Establishing the general nature of the problem
At this point, you should be able to identify the general nature of the problem between one of the following three basic types:
- Determine whether this is a connectivity problem
- User(s) cannot connect to anything
- User(s) cannot connect to a specific server/application
- Determine whether this is a functionality or configuration problem
- User(s) can connect (gets a login screen or other response from the application server) but cannot log in (or get the expected response)
- User(s) can connect and log in but some or all functions are failing (for example, cannot send/receive e-mails)
- Determine whether this is a performance problem
- User(s) can connect, log in, and use the application normally; but it's slow
- The application works normally but sometimes it stalls and/or times out
Half-split troubleshooting and other logic
When I was doing component-level repair of electronic equipment early in my career, I learned to use the "half-split" troubleshooting method, which worked very well in almost every single case. Half-split troubleshooting is the process of cutting the problem domain (in my case, a piece of radio gear) in half by injecting or measuring signals roughly midway through the system. The idea is to see which half is working right and which half isn't, then shifting focus to the half that doesn't work, analyzing it halfway through, and so on. This process is repeated until you narrow the problem down to its source.
In the network and application world, the same half-split troubleshooting approach can be applied as well, in a general sense. If users are complaining that the network is slow, try to confirm or eliminate the network:
- Are users close to the server experiencing similar slowness? How about users in other remote locations?
- If a certain application is slow for a remote user, are other applications slow for that user as well?
- If users can't connect to a given server, can they connect to other servers nearby or at other locations?
By a process of logical examination of what does and doesn't work, you can eliminate a lot of guesswork and narrow your analysis down to just a few plausible possibilities.
It's usually much easier to determine the source of a connectivity or functionality problem if you have an environment where everything is working properly to compare with a situation that does not work. A packet capture of a working versus a non-working scenario can be compared to see what is different and if those differences are significant.
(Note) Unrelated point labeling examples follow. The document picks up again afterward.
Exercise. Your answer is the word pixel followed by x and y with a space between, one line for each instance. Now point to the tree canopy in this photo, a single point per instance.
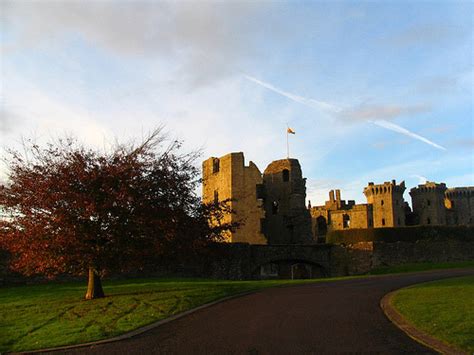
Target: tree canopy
pixel 70 209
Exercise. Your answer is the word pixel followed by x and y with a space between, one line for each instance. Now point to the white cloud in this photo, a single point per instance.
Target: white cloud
pixel 208 40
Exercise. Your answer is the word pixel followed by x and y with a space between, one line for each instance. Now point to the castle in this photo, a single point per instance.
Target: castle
pixel 271 206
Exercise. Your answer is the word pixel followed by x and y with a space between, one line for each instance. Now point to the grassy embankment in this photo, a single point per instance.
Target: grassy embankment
pixel 443 309
pixel 40 316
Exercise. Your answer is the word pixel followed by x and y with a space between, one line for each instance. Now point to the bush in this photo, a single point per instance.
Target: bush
pixel 401 234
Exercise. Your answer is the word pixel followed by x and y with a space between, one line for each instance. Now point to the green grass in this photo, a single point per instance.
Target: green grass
pixel 41 316
pixel 443 309
pixel 420 267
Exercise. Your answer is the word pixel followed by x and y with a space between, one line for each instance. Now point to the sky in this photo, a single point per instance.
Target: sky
pixel 375 91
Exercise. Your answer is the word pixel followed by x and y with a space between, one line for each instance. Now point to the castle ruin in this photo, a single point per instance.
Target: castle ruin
pixel 271 206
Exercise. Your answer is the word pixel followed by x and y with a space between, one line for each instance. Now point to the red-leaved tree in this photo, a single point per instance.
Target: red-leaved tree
pixel 73 210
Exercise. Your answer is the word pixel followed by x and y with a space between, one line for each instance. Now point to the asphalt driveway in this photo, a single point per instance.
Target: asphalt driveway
pixel 332 317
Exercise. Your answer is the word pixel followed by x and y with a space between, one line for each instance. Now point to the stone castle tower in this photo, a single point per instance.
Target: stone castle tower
pixel 459 202
pixel 287 219
pixel 388 204
pixel 227 178
pixel 428 202
pixel 271 207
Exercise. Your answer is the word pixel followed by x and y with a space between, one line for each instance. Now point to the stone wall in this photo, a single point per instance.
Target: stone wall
pixel 360 258
pixel 227 178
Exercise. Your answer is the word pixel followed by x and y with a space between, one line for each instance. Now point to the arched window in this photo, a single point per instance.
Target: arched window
pixel 215 165
pixel 346 221
pixel 275 207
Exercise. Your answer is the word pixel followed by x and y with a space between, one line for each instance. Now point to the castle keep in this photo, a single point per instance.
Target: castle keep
pixel 271 206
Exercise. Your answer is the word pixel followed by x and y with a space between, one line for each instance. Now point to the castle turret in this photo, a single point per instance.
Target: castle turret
pixel 387 203
pixel 459 202
pixel 227 178
pixel 428 203
pixel 287 219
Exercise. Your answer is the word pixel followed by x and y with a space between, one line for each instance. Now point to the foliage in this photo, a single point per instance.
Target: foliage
pixel 70 208
pixel 403 234
pixel 443 309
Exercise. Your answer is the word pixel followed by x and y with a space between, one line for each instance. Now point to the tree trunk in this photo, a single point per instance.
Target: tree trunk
pixel 94 286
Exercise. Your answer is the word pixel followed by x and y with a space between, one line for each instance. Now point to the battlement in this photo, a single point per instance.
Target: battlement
pixel 428 187
pixel 459 192
pixel 387 187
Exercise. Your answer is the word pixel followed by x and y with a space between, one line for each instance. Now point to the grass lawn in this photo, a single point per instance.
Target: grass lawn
pixel 40 316
pixel 443 309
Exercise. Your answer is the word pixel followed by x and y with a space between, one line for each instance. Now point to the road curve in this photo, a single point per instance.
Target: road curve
pixel 329 317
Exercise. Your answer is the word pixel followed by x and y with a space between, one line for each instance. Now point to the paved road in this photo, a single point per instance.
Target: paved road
pixel 338 317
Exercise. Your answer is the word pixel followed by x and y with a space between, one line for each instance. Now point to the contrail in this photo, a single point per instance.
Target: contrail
pixel 335 109
pixel 300 99
pixel 396 128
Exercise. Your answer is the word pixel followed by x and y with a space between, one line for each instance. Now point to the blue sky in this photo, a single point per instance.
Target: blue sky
pixel 374 90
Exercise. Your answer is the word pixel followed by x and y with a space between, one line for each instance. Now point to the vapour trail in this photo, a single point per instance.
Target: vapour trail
pixel 396 128
pixel 300 99
pixel 334 109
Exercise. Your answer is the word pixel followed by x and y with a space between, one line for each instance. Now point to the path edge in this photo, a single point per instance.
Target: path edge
pixel 140 330
pixel 415 333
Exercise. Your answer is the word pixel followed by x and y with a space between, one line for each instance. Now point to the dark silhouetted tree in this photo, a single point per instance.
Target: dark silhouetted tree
pixel 74 210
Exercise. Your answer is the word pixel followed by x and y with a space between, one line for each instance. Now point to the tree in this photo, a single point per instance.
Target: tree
pixel 76 210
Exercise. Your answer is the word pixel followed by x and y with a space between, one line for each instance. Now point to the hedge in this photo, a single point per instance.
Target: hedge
pixel 397 234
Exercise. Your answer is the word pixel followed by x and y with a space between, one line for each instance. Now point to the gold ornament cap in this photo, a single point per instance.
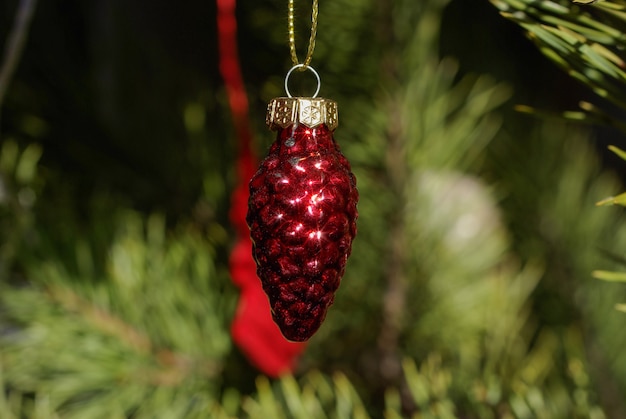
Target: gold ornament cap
pixel 312 112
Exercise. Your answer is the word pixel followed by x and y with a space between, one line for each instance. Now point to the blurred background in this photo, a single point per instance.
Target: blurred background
pixel 469 292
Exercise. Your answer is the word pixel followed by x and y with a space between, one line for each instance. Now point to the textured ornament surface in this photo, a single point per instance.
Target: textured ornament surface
pixel 302 217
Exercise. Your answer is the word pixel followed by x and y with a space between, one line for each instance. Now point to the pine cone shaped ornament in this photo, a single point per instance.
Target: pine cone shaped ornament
pixel 302 214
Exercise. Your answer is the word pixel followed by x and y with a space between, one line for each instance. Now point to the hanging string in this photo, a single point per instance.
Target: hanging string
pixel 292 35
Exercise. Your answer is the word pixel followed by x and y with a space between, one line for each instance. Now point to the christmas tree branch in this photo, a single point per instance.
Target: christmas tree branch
pixel 585 40
pixel 15 44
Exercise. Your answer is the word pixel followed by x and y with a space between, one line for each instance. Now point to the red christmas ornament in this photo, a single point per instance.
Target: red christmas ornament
pixel 302 214
pixel 253 330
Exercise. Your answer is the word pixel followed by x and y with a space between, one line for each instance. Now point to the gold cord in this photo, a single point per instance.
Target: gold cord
pixel 292 35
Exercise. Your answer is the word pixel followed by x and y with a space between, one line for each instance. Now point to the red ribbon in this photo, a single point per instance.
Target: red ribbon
pixel 253 329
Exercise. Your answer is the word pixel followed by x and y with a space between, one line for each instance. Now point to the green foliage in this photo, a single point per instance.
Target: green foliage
pixel 584 38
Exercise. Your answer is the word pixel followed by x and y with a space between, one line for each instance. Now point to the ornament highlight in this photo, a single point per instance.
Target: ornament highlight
pixel 302 214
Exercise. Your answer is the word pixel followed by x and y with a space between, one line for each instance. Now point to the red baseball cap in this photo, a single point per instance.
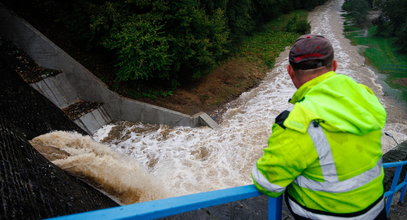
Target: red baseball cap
pixel 311 47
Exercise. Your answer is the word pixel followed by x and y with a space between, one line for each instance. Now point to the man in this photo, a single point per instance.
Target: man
pixel 326 152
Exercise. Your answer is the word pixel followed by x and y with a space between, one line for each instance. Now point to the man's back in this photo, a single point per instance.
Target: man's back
pixel 326 151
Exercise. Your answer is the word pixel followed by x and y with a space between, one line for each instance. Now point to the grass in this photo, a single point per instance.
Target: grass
pixel 267 44
pixel 382 54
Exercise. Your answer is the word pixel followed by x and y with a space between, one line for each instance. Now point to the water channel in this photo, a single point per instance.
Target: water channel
pixel 183 160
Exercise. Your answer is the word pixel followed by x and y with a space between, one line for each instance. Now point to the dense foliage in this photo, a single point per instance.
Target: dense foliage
pixel 394 21
pixel 391 23
pixel 166 40
pixel 358 9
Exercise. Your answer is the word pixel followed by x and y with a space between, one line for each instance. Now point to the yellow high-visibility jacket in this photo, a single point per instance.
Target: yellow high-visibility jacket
pixel 326 152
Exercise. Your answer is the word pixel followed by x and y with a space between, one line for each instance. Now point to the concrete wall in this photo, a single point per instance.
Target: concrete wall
pixel 85 85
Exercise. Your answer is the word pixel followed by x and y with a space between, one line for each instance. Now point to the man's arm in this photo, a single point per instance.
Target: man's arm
pixel 284 159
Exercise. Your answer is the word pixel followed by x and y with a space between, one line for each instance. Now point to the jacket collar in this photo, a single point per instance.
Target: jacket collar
pixel 300 93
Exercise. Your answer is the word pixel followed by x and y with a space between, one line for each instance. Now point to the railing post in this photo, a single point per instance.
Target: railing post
pixel 403 189
pixel 275 208
pixel 392 189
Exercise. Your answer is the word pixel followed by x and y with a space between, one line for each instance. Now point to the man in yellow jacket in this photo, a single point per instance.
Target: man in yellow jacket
pixel 326 151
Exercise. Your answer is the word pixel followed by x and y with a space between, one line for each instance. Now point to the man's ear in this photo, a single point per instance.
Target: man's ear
pixel 290 71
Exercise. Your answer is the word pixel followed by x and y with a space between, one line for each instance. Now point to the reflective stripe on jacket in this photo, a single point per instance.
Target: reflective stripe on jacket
pixel 327 151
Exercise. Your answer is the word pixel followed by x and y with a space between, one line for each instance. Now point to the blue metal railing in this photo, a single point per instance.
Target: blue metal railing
pixel 395 186
pixel 176 205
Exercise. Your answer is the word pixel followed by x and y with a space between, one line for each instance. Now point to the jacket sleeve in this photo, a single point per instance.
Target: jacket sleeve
pixel 283 160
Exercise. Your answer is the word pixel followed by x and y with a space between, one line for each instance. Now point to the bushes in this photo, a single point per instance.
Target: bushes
pixel 169 41
pixel 395 21
pixel 358 9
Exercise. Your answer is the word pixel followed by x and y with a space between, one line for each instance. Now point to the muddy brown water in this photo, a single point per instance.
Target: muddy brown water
pixel 182 160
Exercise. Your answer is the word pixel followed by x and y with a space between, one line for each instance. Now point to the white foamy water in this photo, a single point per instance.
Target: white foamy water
pixel 189 160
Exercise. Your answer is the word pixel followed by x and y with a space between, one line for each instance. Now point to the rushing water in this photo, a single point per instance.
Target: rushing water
pixel 188 160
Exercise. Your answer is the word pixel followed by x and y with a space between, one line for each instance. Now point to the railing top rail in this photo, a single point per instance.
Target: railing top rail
pixel 176 205
pixel 394 164
pixel 170 206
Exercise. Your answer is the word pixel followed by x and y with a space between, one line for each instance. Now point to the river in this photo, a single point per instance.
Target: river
pixel 166 161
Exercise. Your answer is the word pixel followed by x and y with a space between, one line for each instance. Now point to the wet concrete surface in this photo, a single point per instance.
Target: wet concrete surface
pixel 31 186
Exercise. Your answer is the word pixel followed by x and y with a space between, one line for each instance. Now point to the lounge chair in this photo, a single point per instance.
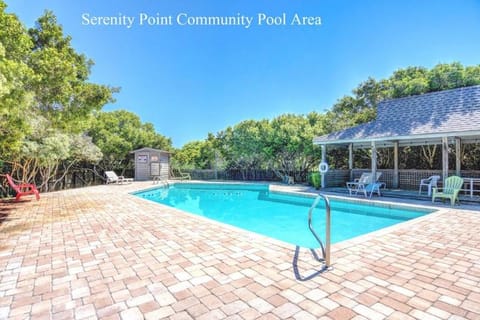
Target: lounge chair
pixel 452 187
pixel 113 178
pixel 430 182
pixel 365 184
pixel 22 189
pixel 180 175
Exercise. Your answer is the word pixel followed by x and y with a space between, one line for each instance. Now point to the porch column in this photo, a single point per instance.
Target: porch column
pixel 324 157
pixel 374 160
pixel 395 165
pixel 458 159
pixel 444 158
pixel 350 160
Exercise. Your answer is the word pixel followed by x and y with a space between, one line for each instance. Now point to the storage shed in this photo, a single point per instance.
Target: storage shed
pixel 151 164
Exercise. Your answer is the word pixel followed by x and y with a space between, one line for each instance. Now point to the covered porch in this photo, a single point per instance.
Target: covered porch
pixel 448 119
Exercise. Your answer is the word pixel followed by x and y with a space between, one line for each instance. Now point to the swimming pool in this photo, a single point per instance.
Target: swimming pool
pixel 277 215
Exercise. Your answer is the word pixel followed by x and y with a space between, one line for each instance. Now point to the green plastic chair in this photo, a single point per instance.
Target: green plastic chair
pixel 451 189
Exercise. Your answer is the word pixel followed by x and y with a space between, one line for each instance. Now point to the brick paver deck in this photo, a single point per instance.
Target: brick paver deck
pixel 100 253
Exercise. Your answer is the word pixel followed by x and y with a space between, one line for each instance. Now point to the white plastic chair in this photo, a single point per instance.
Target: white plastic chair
pixel 430 182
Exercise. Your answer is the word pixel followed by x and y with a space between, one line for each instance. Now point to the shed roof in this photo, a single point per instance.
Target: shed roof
pixel 417 120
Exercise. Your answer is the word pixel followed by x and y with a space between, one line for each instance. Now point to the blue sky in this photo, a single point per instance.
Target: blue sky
pixel 189 80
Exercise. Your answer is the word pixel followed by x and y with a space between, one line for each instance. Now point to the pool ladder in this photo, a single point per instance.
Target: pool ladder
pixel 326 248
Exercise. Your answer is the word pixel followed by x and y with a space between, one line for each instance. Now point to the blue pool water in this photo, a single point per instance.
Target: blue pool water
pixel 278 215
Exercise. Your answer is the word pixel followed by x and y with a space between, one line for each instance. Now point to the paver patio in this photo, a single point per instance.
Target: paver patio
pixel 101 253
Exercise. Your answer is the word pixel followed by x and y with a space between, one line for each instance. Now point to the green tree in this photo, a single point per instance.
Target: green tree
pixel 15 76
pixel 62 91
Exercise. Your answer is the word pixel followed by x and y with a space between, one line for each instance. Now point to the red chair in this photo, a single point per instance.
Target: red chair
pixel 23 189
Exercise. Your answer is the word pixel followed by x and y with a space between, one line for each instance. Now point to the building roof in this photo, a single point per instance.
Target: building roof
pixel 417 120
pixel 149 150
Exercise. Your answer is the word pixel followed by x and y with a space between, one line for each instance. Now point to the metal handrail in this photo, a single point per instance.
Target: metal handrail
pixel 326 249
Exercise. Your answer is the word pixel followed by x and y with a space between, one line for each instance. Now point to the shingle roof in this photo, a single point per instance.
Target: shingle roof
pixel 450 112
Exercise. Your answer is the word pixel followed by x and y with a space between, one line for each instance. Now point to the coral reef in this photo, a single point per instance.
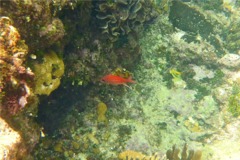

It is important not to make too many assumptions about a problem, even if the issue you're working on looks the same as the one that you've fixed before. Always verify the problem and the resolution that you should be able to apply and remove a fix and see the problem disappear/reappear reliably. Otherwise, you should question yourself about whether you've found the true source of the issue or are just affecting the symptoms.
Unless a reported problem is obviously a system-wide or specific server issue, it is better to conduct at least the initial analysis at or as close to the complaining user's workstation as possible. This has the advantages of offering the ability to perform the following actions:
- View and verify the actual problem that the user is reporting
- Measure round-trip times to the target server(s)
- Capture and view the TCP handshake process upon session initiation
- Capture and investigate the login and any other background processes and traffic
- Look for indications of network problems (lost packets and retransmissions) as they are experienced by the user's device
- Measure the apparent network throughput to the user's workstation during data downloads
- Eliminate the need to use a capture filter; the amount of traffic to/from a single workstation should not be excessive
A capture at a user workstation, server, or other device should be conducted with the use of an aggregating Test Access Point (TAP) versus using a switch SPAN port (as discussed in Chapter 3, Capturing All the Right Packets, or as a last resort by installing Wireshark on the user's workstation or server (if authorized).